Then there’s Christi, Chloe’s mom, a witty blonde who went mama bear whenever Abby treated her daughter, or any of the girls for that matter, poorly. Dr. Holly is the angel of the group. She didn’t swear and always had the kids’ best interests at heart. Jill, Kendall’s mom, joined in Season Two, though some consider her an OG. She’s feisty and spent her early days at the studio buying her way up the pyramid.
This pyramid is not a metaphor, but a literal ranking of the girls based on their performance during the previous week’s competition. Pyramid usually foreshadowed the coming arguments, and it kept the audience drooling for more.
Being a reality TV show, drama was a core principle.
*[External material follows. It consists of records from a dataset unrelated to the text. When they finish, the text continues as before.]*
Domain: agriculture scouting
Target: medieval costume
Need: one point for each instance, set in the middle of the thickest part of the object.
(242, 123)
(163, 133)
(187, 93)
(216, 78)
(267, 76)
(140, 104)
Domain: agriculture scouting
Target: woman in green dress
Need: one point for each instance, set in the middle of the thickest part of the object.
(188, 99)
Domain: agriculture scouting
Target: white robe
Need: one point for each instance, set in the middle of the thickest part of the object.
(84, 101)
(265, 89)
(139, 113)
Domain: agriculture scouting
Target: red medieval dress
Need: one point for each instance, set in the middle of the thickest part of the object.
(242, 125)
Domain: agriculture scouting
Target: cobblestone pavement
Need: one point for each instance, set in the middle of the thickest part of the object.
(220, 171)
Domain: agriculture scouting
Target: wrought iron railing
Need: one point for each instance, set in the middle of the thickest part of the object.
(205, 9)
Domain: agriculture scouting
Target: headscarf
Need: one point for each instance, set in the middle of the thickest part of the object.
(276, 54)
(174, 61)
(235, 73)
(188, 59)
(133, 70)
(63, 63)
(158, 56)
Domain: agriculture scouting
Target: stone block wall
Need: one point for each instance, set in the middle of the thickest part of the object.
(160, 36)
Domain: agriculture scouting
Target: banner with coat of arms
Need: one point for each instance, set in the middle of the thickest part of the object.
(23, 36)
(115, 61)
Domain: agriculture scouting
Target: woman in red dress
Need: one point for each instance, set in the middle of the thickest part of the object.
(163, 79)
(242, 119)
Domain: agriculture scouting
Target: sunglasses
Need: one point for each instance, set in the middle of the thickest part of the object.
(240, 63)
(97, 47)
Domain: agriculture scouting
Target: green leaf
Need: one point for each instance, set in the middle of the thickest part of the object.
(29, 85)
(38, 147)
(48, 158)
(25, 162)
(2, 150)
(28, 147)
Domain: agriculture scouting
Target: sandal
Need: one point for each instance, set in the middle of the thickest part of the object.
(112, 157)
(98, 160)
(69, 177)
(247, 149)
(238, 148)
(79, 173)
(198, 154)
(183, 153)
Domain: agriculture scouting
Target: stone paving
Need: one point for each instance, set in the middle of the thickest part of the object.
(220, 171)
But it was the kind of drama that made the show stand out. The arguments were about costumes, going to cheer instead of dance, or who had a private lesson with Miller. In all, their arguments were to create an equal playing field for their daughters. The seemingly petty fights were charged with real emotions.
Amidst the screaming matches and physical altercations, the show juxtaposes drama with sweet moments too. Specifically through mother-daughter interactions, or the rare moments when Miller is kind to the girls, which was scarce the longer the TV show ran. What always gets me is when Christi cries watching her daughter perform against a rival studio, that seemed to have a personal vendetta. It highlights that at the end of the day, these are run-of-the-mill moms who just want the best for their daughters, something the audience can relate to.
Sarah Dempster in the Guardian writes,“[Dance Moms] features the usual structured-reality volley of explosion noises, decontextualized reaction shots, and recaps of things that have literally only just happened. Amid the clamour, the titular “moms” sit around in the studio’s “observation mezzanine” watching their daughters yawning in tulle.” These were their real everyday lives, only spliced up and presented with some heavy editing. That reality factor, which was far more present and tangible than in something like Keeping Up with the Kardashians, makes the show that much more irresistible.
There is no doubt that Dance Moms is a popular show, just from a glance at the ratings. But with its rollercoaster ride of sentiments, a knack for pumping out internet personalities and its dedicated following, it truly is the best reality TV show out there.